Geale continued that despite the climbdown, consumers in the UK will still receive world-leading protection, and payment providers will still be heavily incentivised to improve anti-fraud protections. “We maintain effective market competition and innovation.”
The move has been positively received in the payments industry so far, with Alex Reddish, managing director of Tribe Payments, saying that it is “a positive step towards safeguarding the growth of the UK fintech industry”.
“By addressing this issue, the PSR is not only enhancing the security framework but also supporting the broader financial ecosystem.”
Reddish continued that while it’s crucial to tackle the underlying problem of fraud, which cost the industry nearly £5bn in 2023, balancing these measures with the need to nurture and sustain the fintech sector is equally important. “This move signals a commitment to both innovation and security, ensuring that the UK remains a global leader in financial technology while actively working to mitigate the impacts of fraud.”
Meanwhile, Dima Kats, CEO and founder of Clear Junction, said that he was “highly supportive of the ongoing dialogue between the industry and regulators”.
“The concerns raised across the industry about the potential impact of the new regime have clearly been acknowledged,” he said.
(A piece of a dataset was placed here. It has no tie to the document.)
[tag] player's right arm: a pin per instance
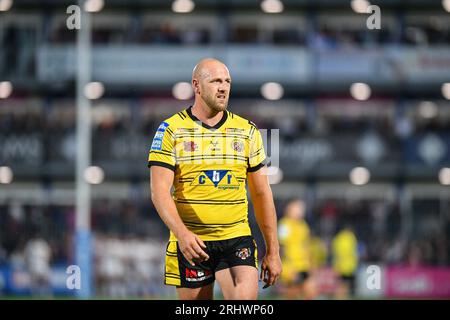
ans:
(161, 180)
While Kats pointed out that the new threshold of £85,000 remains high, “it’s reassuring to see that feedback is being heard and considered”.
“This move strikes a better balance between protecting consumers and ensuring the continued innovation and competitiveness of the financial sector.”
What drove this change?
The decision to review the cap follows the PSR's analysis of APP fraud cases, which found that out of more than 250,000 cases in 2023, only 18 involved losses exceeding £415,000, and 411 involved losses over £85,000.
The review also highlighted that high-value scams often consist of multiple smaller transactions, reducing the effectiveness of transaction limits as a fraud management tool.
“It is our view that this proposed approach will ensure that we and the industry can deliver timely and effective consumer protections from Faster Payments APP scams, which would address the vast majority of APP scams experienced by consumers, while mitigating concerns we have heard about the potential risks and impacts of our original approach to start the maximum level of reimbursement at £415,000 per Faster Payments APP scams claim,” the PSR says in its consultation.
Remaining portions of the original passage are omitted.